La presidenta del Consejo de Ministros italiano insistió: "Transformar a miles de mujeres y hombres con uniforme en un blanco significa golpear a quienes cada día sirven a Italia con profesionalidad, sacrificio y coraje".
La Fiscalía local ha iniciado una investigación pero no ha imputado a los policías, ya que están protegidos por un "escudo penal" introducido desde el pasado febrero con un decreto sobre seguridad del Gobierno
El intendente de Bolonia a, Matteo Lepore, del partido opositor socialdemócrata se distanció de quienes se enfrentaron con la Policía y aclaró que en la ciudad este lunes hubo "dos manifestaciones": por un lado "miles de personas que se congregaron pacíficamente" y por otro quienes protagonizaron disturbios y que "no son representativos".

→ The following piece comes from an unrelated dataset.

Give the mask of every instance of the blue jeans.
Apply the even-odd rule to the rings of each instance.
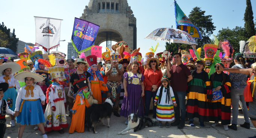
[[[153,118],[156,118],[156,106],[154,105],[155,102],[155,98],[156,98],[156,93],[157,92],[152,92],[149,90],[146,90],[145,91],[145,102],[146,104],[146,110],[145,111],[145,116],[149,116],[149,107],[150,106],[150,102],[151,101],[151,98],[153,99]],[[185,111],[186,112],[186,111]]]
[[[177,107],[174,106],[175,119],[180,119],[185,122],[186,119],[186,102],[185,101],[186,92],[174,91],[173,93],[175,97],[176,103],[177,104]],[[181,115],[180,113],[180,108]]]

Qué dijeron desde el entorno de Abderrahim Fakir tras su muerte
"Mataron a mi hermano a sangre fría. Quiero justicia", declaró a la prensa Khadija, hermana de Fakir. Mientras que la abogada Barbara Spinelli declaró a ANSA que había conocido a Fakir en el 2025, cuando solicitó la renovación de su permiso de residencia.
Spinelli lo definió como "una persona muy amable, educada y respetuosa" que residía legalmente en Italia, pero temía ser expulsado. "Le dije: 'Estamos en Italia, un país democrático. Aquí la policía respeta las normas'", relató angustiada la profeisonal y añadió: "No sé cómo podré volver a decirle a alguien que no debe tener miedo".